One of the challenges in managing anti-NMDAR encephalitis is the lack of well-established diagnostic criteria and the long duration, which may take weeks to months before identifying NMDAR antibodies in CSF and blood [17]. When the antibodies are identified, the severity of anti-NMDAR encephalitis is closely associated with titer levels. It has been reported that patients who improve clinically have a concomitant decrease in titer levels and vice versa [1]. This finding is consistent with what was found in our patient whose clinical condition increased in severity as her anti-NMDAR antibody titer increased from 1:320 at initial diagnosis of anti-NMDAR encephalitis to 1:1280 before the commencement of ECT. Further research needs to be done to assess how best to monitor patients' improvement even though titers seem to correlate with the clinical progression of the illness [18]. Hence, a high index of suspicion and prompt treatment are needed to avoid misdiagnoses or delays in treatment, which may further worsen the clinical condition.

Due to the rarity of the disease, there are no clear-cut outlines of treatments, but as seen in our patient and other reported cases of anti- NMDAR encephalitis, ECT is very effective. A study reported that 26 of 30 cases of NMDAR encephalitis managed with ECT showed no safety concerns [14]. The four cases that had their ECT prematurely stopped made full recovery with immunotherapy. A transient cognitive side effect is the most concerning risk [19]. However, severe catatonia treated with ECT shows improvement in cognition as their catatonia decreases in response to ECT treatment [17,20].

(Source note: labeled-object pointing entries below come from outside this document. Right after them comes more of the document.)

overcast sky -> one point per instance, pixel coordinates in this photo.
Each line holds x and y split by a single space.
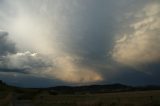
78 42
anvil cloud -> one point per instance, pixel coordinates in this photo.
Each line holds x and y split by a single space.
78 41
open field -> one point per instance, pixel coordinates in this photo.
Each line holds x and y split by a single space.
137 98
147 98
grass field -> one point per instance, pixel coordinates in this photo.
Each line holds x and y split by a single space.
138 98
44 98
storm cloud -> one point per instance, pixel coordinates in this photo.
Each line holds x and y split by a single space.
78 41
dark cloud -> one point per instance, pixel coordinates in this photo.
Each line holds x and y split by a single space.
76 41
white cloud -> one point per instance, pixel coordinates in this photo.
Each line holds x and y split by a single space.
141 44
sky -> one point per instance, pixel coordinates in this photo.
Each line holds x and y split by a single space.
79 42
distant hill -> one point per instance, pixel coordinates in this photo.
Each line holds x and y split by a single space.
83 89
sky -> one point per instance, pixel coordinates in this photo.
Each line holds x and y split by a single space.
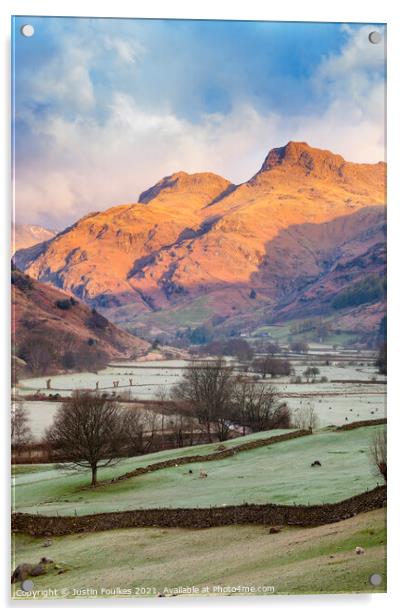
104 108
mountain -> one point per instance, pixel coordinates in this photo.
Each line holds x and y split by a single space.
195 247
51 329
25 236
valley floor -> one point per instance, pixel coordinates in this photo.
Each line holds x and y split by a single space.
148 561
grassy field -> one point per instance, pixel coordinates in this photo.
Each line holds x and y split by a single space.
279 473
315 560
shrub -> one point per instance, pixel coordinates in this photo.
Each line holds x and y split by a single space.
96 320
370 289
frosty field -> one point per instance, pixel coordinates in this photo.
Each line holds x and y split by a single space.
280 473
151 560
335 403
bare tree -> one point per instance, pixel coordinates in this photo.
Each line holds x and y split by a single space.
140 427
20 431
163 398
256 406
311 372
271 365
205 392
378 452
305 417
87 432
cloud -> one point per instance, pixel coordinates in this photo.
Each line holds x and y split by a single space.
87 161
129 51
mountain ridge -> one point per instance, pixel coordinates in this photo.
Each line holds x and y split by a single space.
192 234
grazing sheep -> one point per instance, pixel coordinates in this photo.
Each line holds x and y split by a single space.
25 570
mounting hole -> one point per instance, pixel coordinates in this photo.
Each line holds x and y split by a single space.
375 37
27 585
375 579
27 30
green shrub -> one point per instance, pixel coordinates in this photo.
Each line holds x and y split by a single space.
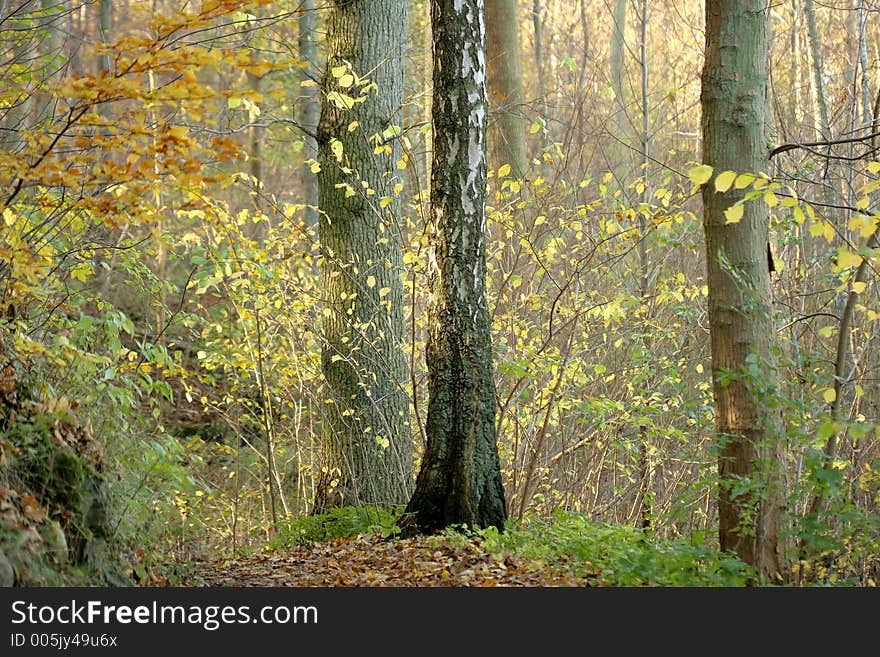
339 523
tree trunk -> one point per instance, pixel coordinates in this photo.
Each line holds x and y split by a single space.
367 443
734 95
460 478
309 107
505 86
621 122
105 22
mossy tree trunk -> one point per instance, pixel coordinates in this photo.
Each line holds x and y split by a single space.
749 425
459 481
367 445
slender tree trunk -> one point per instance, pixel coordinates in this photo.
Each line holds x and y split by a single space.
309 108
620 122
823 126
734 102
538 25
645 489
105 21
367 441
460 477
508 139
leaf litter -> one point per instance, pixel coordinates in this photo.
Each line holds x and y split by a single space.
372 560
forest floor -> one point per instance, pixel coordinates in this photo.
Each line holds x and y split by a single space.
371 560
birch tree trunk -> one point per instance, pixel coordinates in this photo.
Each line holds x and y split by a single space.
749 425
460 477
508 139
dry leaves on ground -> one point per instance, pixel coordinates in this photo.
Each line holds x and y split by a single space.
370 560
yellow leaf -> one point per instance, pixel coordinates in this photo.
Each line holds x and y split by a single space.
847 259
862 223
700 175
178 131
724 181
734 213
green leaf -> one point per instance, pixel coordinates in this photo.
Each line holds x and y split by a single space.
724 181
734 213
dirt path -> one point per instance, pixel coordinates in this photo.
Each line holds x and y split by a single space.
370 560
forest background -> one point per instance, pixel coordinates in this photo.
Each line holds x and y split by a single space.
164 346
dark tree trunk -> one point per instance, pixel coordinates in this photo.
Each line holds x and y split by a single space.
367 442
460 477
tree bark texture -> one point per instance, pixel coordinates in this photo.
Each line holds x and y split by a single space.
367 442
507 139
734 102
459 481
309 109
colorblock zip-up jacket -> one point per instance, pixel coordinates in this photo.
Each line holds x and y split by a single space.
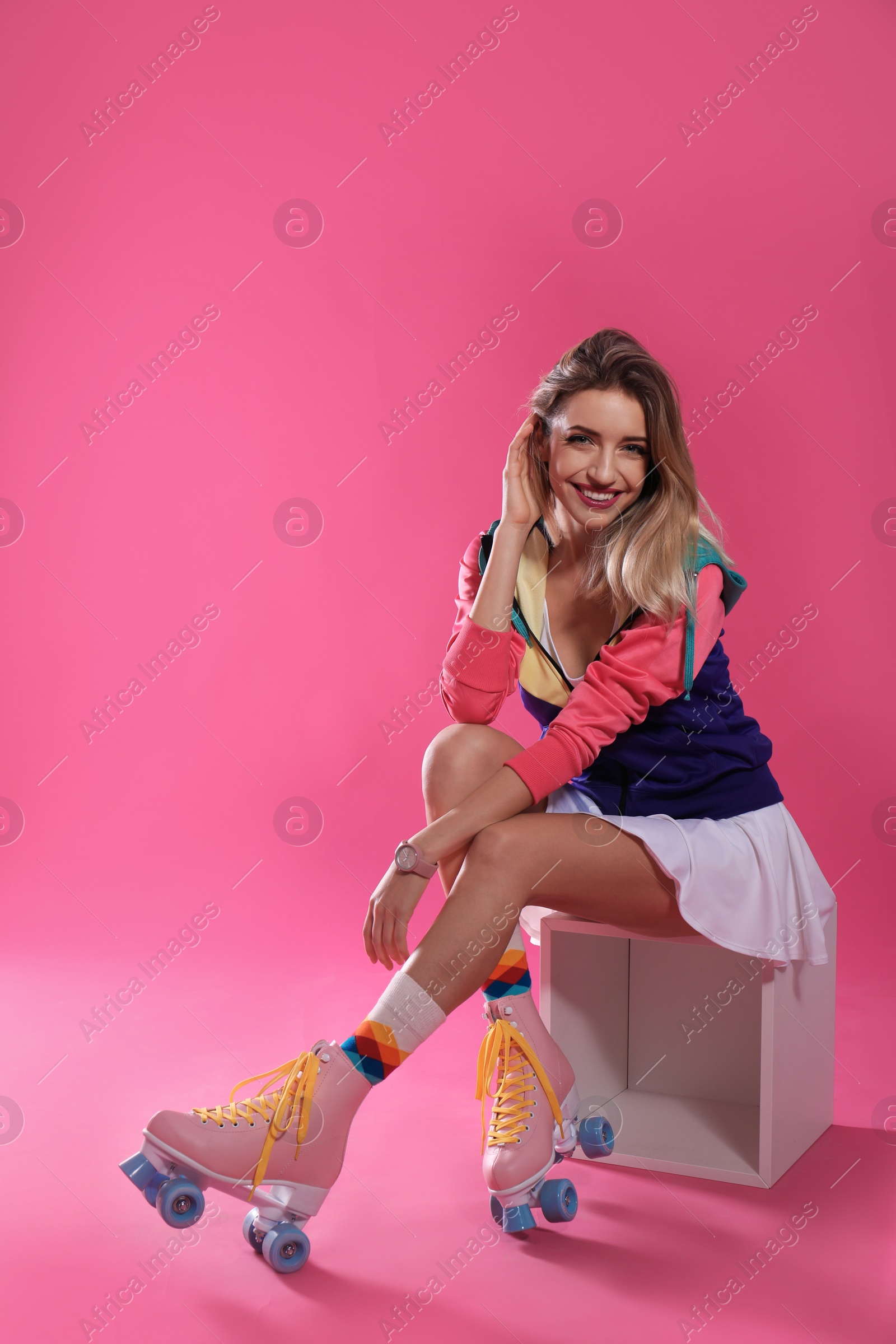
656 725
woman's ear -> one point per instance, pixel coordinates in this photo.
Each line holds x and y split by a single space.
540 437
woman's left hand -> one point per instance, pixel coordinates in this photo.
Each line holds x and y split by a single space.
389 916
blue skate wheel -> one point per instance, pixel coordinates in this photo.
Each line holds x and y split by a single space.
287 1248
595 1136
249 1231
519 1220
180 1203
151 1188
559 1201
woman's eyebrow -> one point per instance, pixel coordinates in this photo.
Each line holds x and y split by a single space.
595 433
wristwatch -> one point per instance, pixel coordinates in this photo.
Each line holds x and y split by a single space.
409 859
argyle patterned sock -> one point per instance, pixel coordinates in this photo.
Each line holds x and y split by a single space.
511 976
402 1020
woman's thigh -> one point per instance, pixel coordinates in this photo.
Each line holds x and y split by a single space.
582 866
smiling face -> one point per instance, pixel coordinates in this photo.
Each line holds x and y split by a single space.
598 456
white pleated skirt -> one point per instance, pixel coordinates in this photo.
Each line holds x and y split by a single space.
749 884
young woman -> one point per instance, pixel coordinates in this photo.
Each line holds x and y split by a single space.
648 804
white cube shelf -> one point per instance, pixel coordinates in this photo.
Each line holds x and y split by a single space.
706 1062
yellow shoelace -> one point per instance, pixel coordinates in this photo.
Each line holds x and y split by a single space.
293 1085
517 1065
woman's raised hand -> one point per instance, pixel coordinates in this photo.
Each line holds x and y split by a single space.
520 508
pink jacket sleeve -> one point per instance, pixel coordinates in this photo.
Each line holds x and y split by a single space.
481 666
644 669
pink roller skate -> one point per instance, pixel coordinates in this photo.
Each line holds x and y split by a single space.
289 1139
534 1117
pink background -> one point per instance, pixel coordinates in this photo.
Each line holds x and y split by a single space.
172 508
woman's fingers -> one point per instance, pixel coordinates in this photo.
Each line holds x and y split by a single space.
378 939
368 933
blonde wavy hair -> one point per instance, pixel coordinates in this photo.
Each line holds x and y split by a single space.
645 559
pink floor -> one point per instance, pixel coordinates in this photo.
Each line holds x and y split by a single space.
641 1254
308 390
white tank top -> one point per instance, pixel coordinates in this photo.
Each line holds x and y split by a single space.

In our case, there was no observed improvement in the patient's catatonia and other psychiatric symptoms with the initial administration of benzodiazepines, immunotherapies, and antipsychotic therapy. However, remarkable improvement in the catatonia and other psychiatric symptoms was seen after initiating ECT. Studies have also shown that incorporating ECT in the management of catatonia associated with anti-NMDAR encephalitis improves patient recovery, shortening recovery time, reducing patients' cost, and shortening hospital stay. As seen in our case report, ECT therapy represents a way to help patients return to normalcy. ECT is the most effective treatment for catatonia regardless of the etiology and, in particular, due to medical illness as is in this case.

Conclusions

The successful remission of catatonia associated with anti-NMDAR encephalitis using ECT treatment in our patient adds to the growing list of successful treatments reported in previous studies. ECT should be incorporated as standard protocol in the management of catatonia associated with anti-NMDAR encephalitis used in treating catatonia and associated psychiatric symptoms seen in these patients. Early treatment can be associated with better clinical outcomes.